[QUOTE=gumtree;8524307]
There were many that felt the IRA didn’t do it because they were pros and didn’t screw up a good plan. They wanted the money and almost always got it and the victim was released . I am not an expert on the IRA so I maybe wrong. I don’t think any money was ever paid.[/QUOTE]
But that was the irony of it, they sent down a crack active service unit from the North, as the northern boys were considered more proficient than the southern units. While they may have been one of the most efficient forces the world has ever seen at kidnapping, blowing stuff up and general urban guerrilla warfare, these lads were from West Belfast and Derry and wouldn’t know a horse’s head from it’s tail. It’s often mooted that they would have been better served sending a unit from west Limerick or North Kerry, rural lads who would have been more acquainted with handling a horse.

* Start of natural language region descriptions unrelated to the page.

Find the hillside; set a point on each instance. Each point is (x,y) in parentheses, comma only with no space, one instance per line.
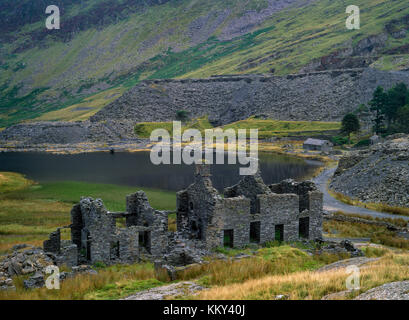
(377,175)
(112,45)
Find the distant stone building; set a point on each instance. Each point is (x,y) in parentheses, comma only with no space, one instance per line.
(249,212)
(317,145)
(374,139)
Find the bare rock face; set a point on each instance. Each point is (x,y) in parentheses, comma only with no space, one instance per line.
(226,99)
(390,291)
(379,174)
(329,95)
(24,260)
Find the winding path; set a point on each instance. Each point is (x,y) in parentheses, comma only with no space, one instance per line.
(331,204)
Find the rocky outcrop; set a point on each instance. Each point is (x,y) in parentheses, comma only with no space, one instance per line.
(320,96)
(379,174)
(390,291)
(32,262)
(68,133)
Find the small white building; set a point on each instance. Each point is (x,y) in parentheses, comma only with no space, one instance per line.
(374,139)
(317,145)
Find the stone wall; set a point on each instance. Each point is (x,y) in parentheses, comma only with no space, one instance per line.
(236,216)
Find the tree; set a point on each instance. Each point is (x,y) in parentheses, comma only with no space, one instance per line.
(402,120)
(397,97)
(378,104)
(350,124)
(182,115)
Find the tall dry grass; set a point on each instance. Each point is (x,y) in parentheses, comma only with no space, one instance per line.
(308,285)
(82,286)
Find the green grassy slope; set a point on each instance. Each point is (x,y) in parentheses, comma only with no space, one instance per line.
(161,41)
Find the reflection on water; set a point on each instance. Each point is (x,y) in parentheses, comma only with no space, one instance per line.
(136,169)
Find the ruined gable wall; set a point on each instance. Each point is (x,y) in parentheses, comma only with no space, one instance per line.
(101,227)
(314,212)
(196,205)
(277,209)
(235,215)
(128,240)
(159,233)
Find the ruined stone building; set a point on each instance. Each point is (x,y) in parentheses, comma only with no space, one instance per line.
(249,212)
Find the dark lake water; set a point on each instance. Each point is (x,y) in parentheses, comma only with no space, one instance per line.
(136,169)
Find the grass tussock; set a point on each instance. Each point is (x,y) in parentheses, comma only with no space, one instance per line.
(308,285)
(113,282)
(380,207)
(377,234)
(268,261)
(29,212)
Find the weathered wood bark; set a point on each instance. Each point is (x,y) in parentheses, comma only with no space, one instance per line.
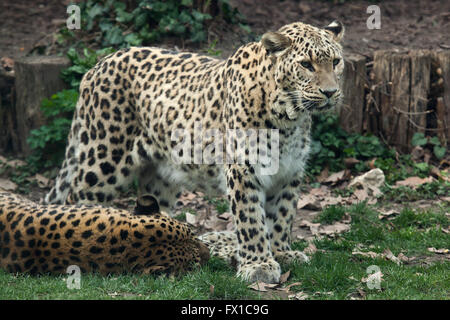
(402,83)
(354,82)
(36,78)
(7,113)
(443,105)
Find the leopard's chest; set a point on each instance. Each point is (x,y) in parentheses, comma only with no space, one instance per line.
(294,149)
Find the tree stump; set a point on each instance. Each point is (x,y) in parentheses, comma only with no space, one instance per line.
(7,112)
(442,61)
(37,78)
(354,81)
(402,82)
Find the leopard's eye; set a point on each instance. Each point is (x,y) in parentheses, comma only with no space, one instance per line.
(336,62)
(307,65)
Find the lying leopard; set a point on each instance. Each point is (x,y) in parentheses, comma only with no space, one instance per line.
(138,105)
(49,238)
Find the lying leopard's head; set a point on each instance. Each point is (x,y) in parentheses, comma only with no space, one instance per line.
(308,66)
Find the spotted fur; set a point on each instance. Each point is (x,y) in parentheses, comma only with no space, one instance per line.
(49,238)
(133,102)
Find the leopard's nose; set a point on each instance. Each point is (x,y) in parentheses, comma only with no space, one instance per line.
(328,93)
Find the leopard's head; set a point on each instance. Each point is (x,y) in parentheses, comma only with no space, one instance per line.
(308,64)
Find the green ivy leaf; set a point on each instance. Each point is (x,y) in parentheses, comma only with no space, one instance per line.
(439,151)
(419,139)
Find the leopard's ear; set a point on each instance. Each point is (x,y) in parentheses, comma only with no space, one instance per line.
(146,205)
(337,30)
(275,43)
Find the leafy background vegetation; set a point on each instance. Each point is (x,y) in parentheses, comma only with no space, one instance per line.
(334,273)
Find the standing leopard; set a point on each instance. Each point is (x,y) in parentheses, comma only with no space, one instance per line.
(134,103)
(49,238)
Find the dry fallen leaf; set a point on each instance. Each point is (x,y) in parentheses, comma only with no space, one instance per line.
(390,256)
(369,254)
(262,286)
(376,276)
(41,180)
(7,185)
(335,228)
(191,218)
(336,177)
(309,202)
(285,276)
(16,163)
(310,249)
(414,182)
(298,296)
(438,251)
(387,214)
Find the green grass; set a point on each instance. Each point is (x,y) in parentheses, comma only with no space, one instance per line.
(333,273)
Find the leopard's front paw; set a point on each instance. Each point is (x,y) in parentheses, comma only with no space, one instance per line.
(268,272)
(291,256)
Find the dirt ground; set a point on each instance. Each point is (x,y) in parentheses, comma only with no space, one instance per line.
(419,24)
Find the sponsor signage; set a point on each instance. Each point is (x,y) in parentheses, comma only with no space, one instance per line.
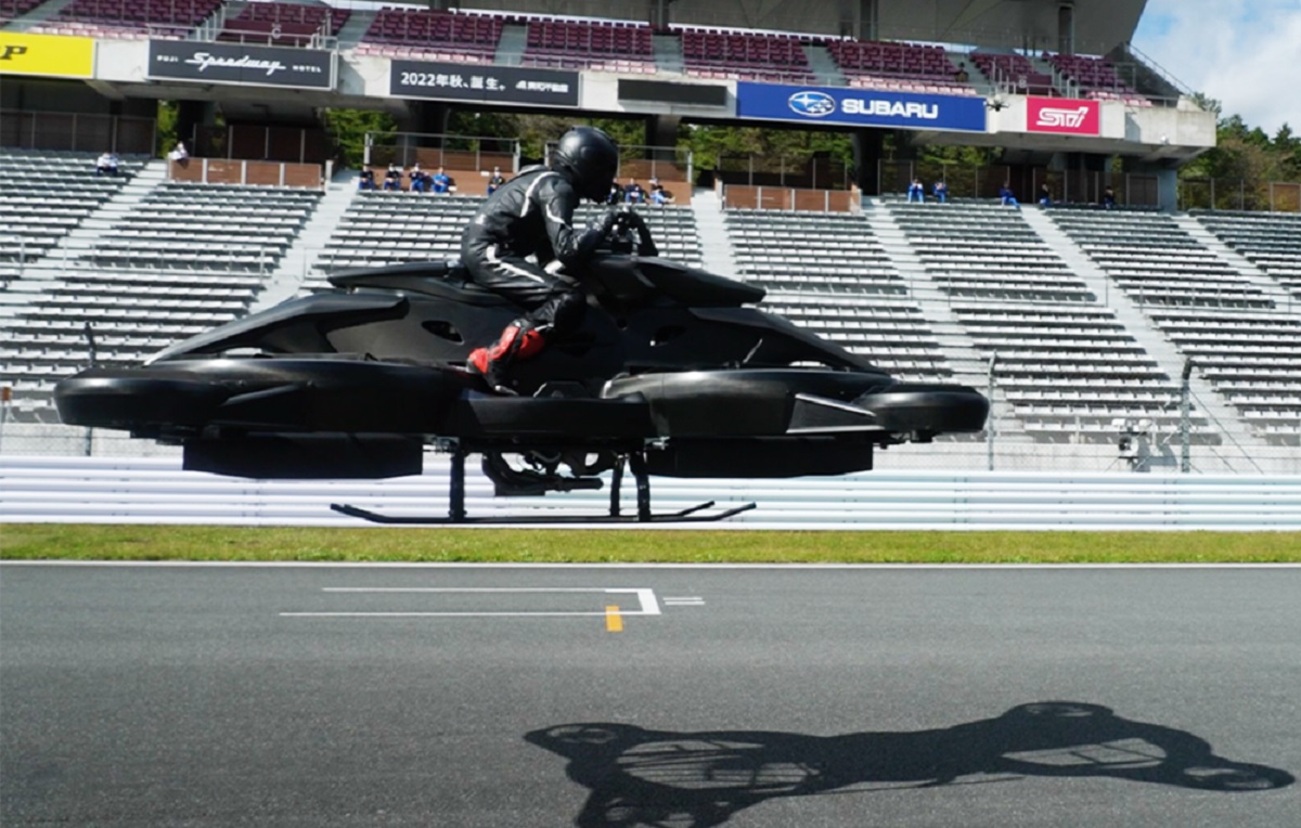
(859,107)
(1070,116)
(483,82)
(664,91)
(53,56)
(246,65)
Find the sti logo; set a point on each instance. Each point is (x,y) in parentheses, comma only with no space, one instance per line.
(812,104)
(1071,117)
(1055,117)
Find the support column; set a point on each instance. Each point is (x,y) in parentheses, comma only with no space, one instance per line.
(868,150)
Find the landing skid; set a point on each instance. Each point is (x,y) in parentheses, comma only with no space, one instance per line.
(636,465)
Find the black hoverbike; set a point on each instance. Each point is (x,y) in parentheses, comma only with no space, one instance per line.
(674,372)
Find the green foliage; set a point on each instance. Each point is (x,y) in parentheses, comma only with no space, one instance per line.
(210,543)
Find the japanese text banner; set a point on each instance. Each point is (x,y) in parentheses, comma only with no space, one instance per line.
(485,82)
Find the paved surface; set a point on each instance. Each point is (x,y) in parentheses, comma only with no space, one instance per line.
(182,695)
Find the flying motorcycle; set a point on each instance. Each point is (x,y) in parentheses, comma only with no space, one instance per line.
(674,372)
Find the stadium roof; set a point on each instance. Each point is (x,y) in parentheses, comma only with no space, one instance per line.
(1099,25)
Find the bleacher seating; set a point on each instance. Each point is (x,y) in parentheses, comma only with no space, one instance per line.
(33,220)
(392,228)
(284,24)
(1064,363)
(1014,72)
(985,251)
(1270,241)
(744,56)
(903,67)
(828,272)
(433,35)
(1187,289)
(1070,371)
(204,227)
(1253,359)
(600,46)
(152,18)
(1155,262)
(1097,78)
(13,9)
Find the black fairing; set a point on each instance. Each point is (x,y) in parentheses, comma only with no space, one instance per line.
(350,383)
(644,315)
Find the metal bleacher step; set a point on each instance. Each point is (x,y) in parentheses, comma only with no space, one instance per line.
(510,47)
(716,246)
(87,234)
(295,264)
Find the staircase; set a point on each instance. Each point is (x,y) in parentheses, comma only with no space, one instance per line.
(1140,326)
(1235,259)
(510,47)
(955,343)
(668,54)
(824,67)
(100,223)
(716,249)
(297,263)
(358,24)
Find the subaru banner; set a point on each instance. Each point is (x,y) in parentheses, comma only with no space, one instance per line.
(237,63)
(859,107)
(483,82)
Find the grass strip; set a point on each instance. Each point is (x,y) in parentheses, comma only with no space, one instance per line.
(223,543)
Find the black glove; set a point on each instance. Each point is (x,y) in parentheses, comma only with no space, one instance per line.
(645,245)
(608,220)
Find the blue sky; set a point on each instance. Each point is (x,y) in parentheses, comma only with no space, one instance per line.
(1247,54)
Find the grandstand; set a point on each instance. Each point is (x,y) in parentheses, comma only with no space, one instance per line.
(1080,318)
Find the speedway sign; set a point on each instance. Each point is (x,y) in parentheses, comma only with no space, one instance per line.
(859,107)
(1067,116)
(241,64)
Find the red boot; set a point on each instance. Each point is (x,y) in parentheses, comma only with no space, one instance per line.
(521,340)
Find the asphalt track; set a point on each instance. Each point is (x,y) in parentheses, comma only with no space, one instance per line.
(681,697)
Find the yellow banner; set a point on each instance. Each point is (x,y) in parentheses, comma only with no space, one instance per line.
(47,55)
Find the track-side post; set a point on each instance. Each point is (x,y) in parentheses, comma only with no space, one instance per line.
(638,465)
(616,479)
(457,487)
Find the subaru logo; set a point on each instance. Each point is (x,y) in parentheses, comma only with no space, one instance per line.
(813,104)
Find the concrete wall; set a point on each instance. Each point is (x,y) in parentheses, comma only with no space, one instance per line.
(156,491)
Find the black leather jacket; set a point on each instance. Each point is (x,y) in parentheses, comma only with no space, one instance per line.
(532,214)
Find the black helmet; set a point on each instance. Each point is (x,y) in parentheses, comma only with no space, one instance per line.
(588,158)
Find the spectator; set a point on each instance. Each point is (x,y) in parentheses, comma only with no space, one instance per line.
(393,179)
(440,182)
(107,164)
(658,195)
(916,192)
(634,194)
(1007,197)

There were a a lot of Irish Americans who supported in the IRAs acts of terrorism. Especially the “Boston Irish”. A lot of their funding came from the States from what I was told when living there. Having been part of the Youth Movement of the 60s and early 70s I had a keen interest in discussing these things while living there. I came of age in the early 70s
Yes, millions was sent from the US to the ‘cause’, mostly through NORAID. This was another great irony of the “troubles”, as the Irish Americans sending the money were more often than not devout and very conservative, yet the group they were funding was deeply rooted in leftist revolutionary ideology, and looked to the likes of Che Guevara, ETA, the Sandinistas, the FARC and the PLO as spiritual/ideological brothers.
Take a look at the Sinn Fein party manifesto, it would make Bernie Sanders look like an Eisenhower Republican. Funny to to think Irish Americans were lining up to shake Gerry Adams’ hand and write him a check back in the day.